É sinal dos tempos que Demi Moore seja levada a sério e até tida por feminista –um mal sinal, porque o filme, asqueroso, é duro de assistir até o fim. Se “A Substância” tivesse uma mensagem, ela seria: as celebridades também sofrem.

Catherine Deneuve parece perdida em “Bernadette”, filme que conta os 12 anos em que a mulher de Jacques Chirac foi primeira-dama. Emperiquitada e escanteada, a madame original era cômica. Deneuve até tenta rir dela, mas as piadas não a ajudam, são chochas.

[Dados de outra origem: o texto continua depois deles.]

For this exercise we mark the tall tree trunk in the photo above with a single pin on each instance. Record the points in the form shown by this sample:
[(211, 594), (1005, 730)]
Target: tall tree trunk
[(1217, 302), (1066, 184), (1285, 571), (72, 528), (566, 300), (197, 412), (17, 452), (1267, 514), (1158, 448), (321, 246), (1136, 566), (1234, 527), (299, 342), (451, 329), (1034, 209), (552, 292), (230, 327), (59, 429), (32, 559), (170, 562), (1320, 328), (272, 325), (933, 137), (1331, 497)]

Do meio para fim, o filme abandona a graça sem graça e vira uma defesa vexatória de Bernadette –”féminisme oblige”. A atriz fica condescendente com a personagem e, o que é pior, consigo mesma. Pena. Aos 80 anos, ela tem talento e garra para fazer uma grande comédia.

Joaquin Phoenix se especializou em caricaturar personagens históricos até torná-los idiotas cheios de esgares, rompantes e risinhos maléficos. Cômodo, o imperador romano, e Bonaparte, o imperador corso, foram vítimas da sua sanha.

O personagem que o define, todavia, nunca teve nada de real; nasceu no papel barato de velhas histórias em quadrinhos do Batman: o Coringa. Joaquim Phoenix fez dele um tipo difícil de encarar, de tão desagradável, repulsivo mesmo.

No livro “O Pobre de Direita”, Jessé Souza diz que o Coringa é um símbolo da gente humilhada dia e noite, das massas ressentidas do século 21. Que seja um psicopata e assassine seis pessoas, inclusive a mãe, não apoquenta o sociólogo. Para ele, o baixinho Phoenix é “grande”.

“Coringa” abocanhou US$ 1 bilhão mundo afora e rendeu um Oscar para o ator. Como é óbvio, gerou uma sequência, “Coringa: Delírio a Dois”. O título é ótimo porque o ator, que não sabe cantar, faz duetos despropositados com Lady Gaga, que canta bem.

Com um enredo sem pé nem cabeça, o que resta ao espectador é aturar os estrepitosos trejeitos de Joaquin Phoenix. O grotesco chega ao ápice quando ele esgoela “That’s Entertainment!”. Dá até medo. Saudades de Judy Garland, que sabia direitinho o que é entretenimento.